Monday, January 19, 2015

Thor #2 and #3 (HERE BE SPOILERS!)

I somehow missed issue #2 in converting to getting this title digitally, so let's do #2 and #3 at once, shall we?

We get our first real look at the female Thor in issue #2, and we learn a few things about her identity right off the bat.  Our first clue is that holding Mjolnir apparently means you speak Asgardian (cool font and all), whether you are one or not.  This Thor definitely seems not to be, given her "normal" sounding inner monologue.  (Though, I still think that it's possible that it's one of Thor's granddaughters from the future.  Do they speak Asgardian?)  At any rate, it may seem like a gimmick, but, again, it's actually our first clue to her identity, since it rules out Freya or other female Asgardians.  Our second clue comes from her comment that she's previously met Dario Agger, the head of Roxxon.  I didn't read "Thor:  God of Thunder," so I'm not clear on the details of Thor's battle with Agger and Roxxon.  (I did just join Marvel Unlimited to rectify that problem, however.) So, this clue doesn't mean as much to me as it may to other people.

The good news is that this issue isn't really focused on the clues.  Aaron puts them out there, since he knows that he has to service the mystery that he's created in making the new Thor's identity a secret.  But, he really tries to focus on the story of this woman adjusting to becoming Thor.  She's learning to wield Mjolnir, and it's not just a challenge physically; she's also realizing that she now shares an empathetic, if not telepathic, link with it.  (Him?  Her?  Does Mjolnir have a gender?)  She's also got to face the immiedate test of contemplating who she is without Mjolnir, since she's separated from it when Agger hides himself (and accidentally Mjolnir) in an impenetrable safe room.  Oopsie.

The female Thor resolves that problem in issue #3.  In fact, she resolves a lot of problems in issue #3.  The leader of the Frost Giants, Skrymir, freezes and eats her, but a little problem like that doesn't keep down our girl:  she claws her way to freedom via his skull.  (He doesn't survive, if you were wondering.)  However, we learn that she can't be without Mjolnir for too long, or she reverts to her human form.  (I'm assuming that it's her human form, since she's worried that she won't be able to beat back the Frost Giants in it.  You can contrast that with Thor, who maintains his divinity even if he doesn't have the powers that Mjolnir gives him.  It seems to be our third clue and possibly takes out Thor's future granddaughters from the running.)  This desperation inspires her to rip open the "unbreakable" doors to the safe room, get her hammer, and promptly smash Laufrey's skull as Agger and Malekith argue over it.  It's not a bad day's work as Thor, really, killing one Frost Giant king and preventing another one from getting resurrected.  Malekith mutters some dire warning about the Frost Giants getting upset, but, really, when aren't they upset?  Also, didn't she just kill a good number of them?  Unfortunately, the male Thor isn't as easily impressed as I am, apparently.  He appears at the end of this issue, with a new metal arm, and demands that the female Thor returns Mjolnir to him.  Trouble is coming next issue, obviously.

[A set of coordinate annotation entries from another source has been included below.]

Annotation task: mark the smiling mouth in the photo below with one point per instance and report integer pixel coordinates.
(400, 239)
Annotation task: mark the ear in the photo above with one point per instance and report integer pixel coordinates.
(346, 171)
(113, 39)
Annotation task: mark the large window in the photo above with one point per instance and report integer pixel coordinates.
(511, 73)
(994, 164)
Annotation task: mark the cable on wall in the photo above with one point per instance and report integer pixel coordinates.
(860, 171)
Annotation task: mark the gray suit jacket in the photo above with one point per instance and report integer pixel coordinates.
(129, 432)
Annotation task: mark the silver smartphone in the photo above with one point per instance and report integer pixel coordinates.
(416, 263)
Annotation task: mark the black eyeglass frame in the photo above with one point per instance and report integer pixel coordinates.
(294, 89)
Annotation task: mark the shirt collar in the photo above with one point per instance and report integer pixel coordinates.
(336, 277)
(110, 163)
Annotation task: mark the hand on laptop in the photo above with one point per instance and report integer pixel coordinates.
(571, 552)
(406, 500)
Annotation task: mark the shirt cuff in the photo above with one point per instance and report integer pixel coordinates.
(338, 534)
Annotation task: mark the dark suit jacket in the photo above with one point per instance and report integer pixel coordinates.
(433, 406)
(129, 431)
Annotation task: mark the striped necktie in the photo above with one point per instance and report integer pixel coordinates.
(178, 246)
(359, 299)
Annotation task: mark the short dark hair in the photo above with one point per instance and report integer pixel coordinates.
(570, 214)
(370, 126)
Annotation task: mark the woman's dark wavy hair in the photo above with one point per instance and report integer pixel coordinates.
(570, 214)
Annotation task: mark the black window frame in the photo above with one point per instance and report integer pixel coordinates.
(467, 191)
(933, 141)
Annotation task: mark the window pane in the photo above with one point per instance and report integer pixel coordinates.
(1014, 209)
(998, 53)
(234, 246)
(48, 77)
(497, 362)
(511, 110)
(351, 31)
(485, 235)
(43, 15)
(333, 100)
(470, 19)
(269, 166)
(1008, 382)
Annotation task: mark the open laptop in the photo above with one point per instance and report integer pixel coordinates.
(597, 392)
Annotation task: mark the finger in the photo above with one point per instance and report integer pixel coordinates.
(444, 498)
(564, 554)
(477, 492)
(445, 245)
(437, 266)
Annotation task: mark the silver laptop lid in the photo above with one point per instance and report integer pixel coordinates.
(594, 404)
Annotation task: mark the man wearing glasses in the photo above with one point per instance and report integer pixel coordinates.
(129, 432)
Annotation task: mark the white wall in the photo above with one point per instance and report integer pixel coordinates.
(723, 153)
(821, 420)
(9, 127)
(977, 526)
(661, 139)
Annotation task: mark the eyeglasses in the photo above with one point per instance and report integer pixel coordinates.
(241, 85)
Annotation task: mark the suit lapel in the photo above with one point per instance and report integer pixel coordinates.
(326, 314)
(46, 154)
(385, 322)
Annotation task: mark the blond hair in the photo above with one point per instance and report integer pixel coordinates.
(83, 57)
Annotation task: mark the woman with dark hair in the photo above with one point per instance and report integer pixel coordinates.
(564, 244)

Looking at both issues together, Aaron's challenge at this point is that the mystery of the female Thor's identity is getting in the way of our ability to get to know her.  Introducing a female Thor is obviously a very big deal (as the letters page attest).  We're all going to want to get to know her.  But, it's hard to get to know her when our only access to her thoughts are carefully curated to make sure that we specifically don't get to know too much about her.  It's not going to be all that interesting if she simply waltzes into a room, kills a bunch of Frost Giants, and calls it a day.

In other words, the concept is only going to get us so far.  It's only the third issue, so I'm not saying that Aaron doesn't have plenty of time to develop her character.  But, he runs the risk of favoring the mystery over the characterization, and doing so would unfortunately reduce this experiment into feeling like a sale gimmick.  I'm pretty sure that Aaron doesn't see it that way, so I'm not too worried.  It's there, but hopefully not for too long.